Nikos is clearly wrestling with an obvious dilemma. On the one hand he is chained to his own bar and is in imminent danger of exploding all over the place. On the other hand it looks as if Olympiakos are going to stuff his beloved Liverpool F.C. for some sort of championship. This would be a miracle indeed. I realise he’s torn between the TV screen above the bar and doubts concerning his own mortality but I wish he would just stop rattling the handcuffs. It’s futile and inconsiderate. I consider switching off the game just to save all our sanities but I admit I’m a little intrigued.
Kat lights another cigarette and exhales like a movie star.
“Do you think the police will be here soon?” she says.
“Maybe. The bakery shuts at five. They’re probably here now.”
In fact I know the police are already here because I can see them. It would appear that every policeman on the island is here. And the army. The police are standing in groups around their Citroen squad cars parked across the one main road leading out of the resort. Eventually the road beyond the Klef starts to disintegrate and soon disappears altogether. Beyond the rows of shabby, half-built holiday villas there is nothing except scorched shrub land and jagged granite rocks. Effectively the police have blocked off Pilafkos by parking badly.
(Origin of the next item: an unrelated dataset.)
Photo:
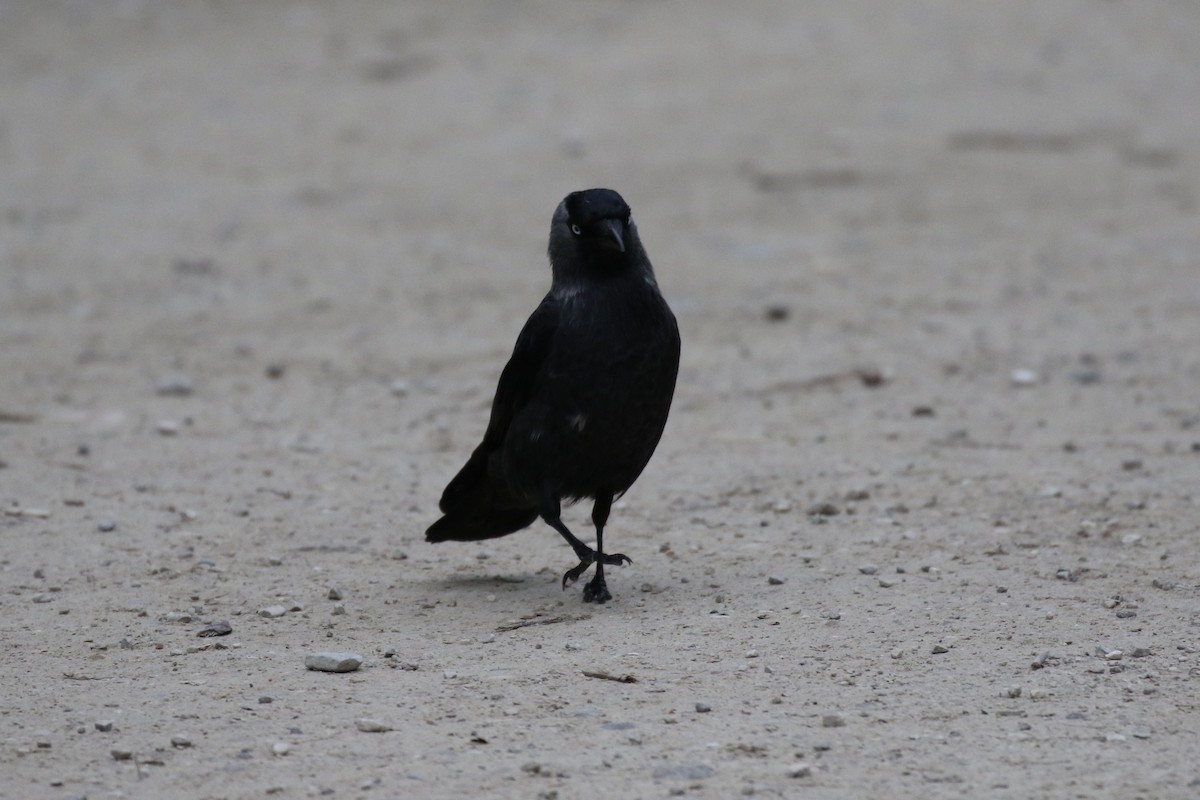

The army arrived a while ago in a couple of old German trucks. I saw them up at the top of Bakery Hill. The trucks crawled down into town and now there are soldiers hiding behind the bushes which surround the Klef. They are perfectly still and silent. This alone suggests that they are not conscripts. The kids on National Service would all be posting siege videos to the internet by now. These guys are shapeless and patient. They are simply waiting for the order to shoot. I’m not particularly worried because I am not armed. It’s unlikely that the Greek army would open fire on a defenceless man and his wife sitting in a bar. This is not West London.
I can see two marksmen on the roof of the apartment block over the road. They are staring down the scopes of their rifles which are permanently trained on our table. Both marksmen are wearing full combat kit. It must be really uncomfortable up there.
I finish the last of my beer and gather up my cigarettes and wallet.
“Right then,” I say in a voice which I hope sounds both confident and defiant. “We should probably leave now.”
As I push back my chair and stand up three totally unexpected things happen almost simultaneously. They happen so fast that my brain barely has time to register anything before it is too late. The first thing to happen is that Liverpool score a goal. This in itself is not entirely unexpected but it came from out of nowhere nonetheless. Nikos cannot contain himself. He hurls himself towards the TV screen cheering with shock and delight. As a result a fairly hefty explosion rocks the Klef. The blast is loud enough to make Kat and I instinctively duck for cover and knocks the air from our lungs. Shattered glass rains down everywhere as thick white smoke billows across the bar. We can hear the explosion rolling around Pilafkos. As the noise and smoke begin to clear we straighten up and survey the damage. Remarkably the TV screen is undamaged. Liverpool are still celebrating. Nikos is nowhere to be seen. He has simply disappeared. The only trace and clue he leaves behind is an arm. It is still handcuffed to the bar. At least Nikos died happy.
The third and probably most unexpected thing to happen is that some damn fool then shoots Kat in the head. She drops like a brick at my feet.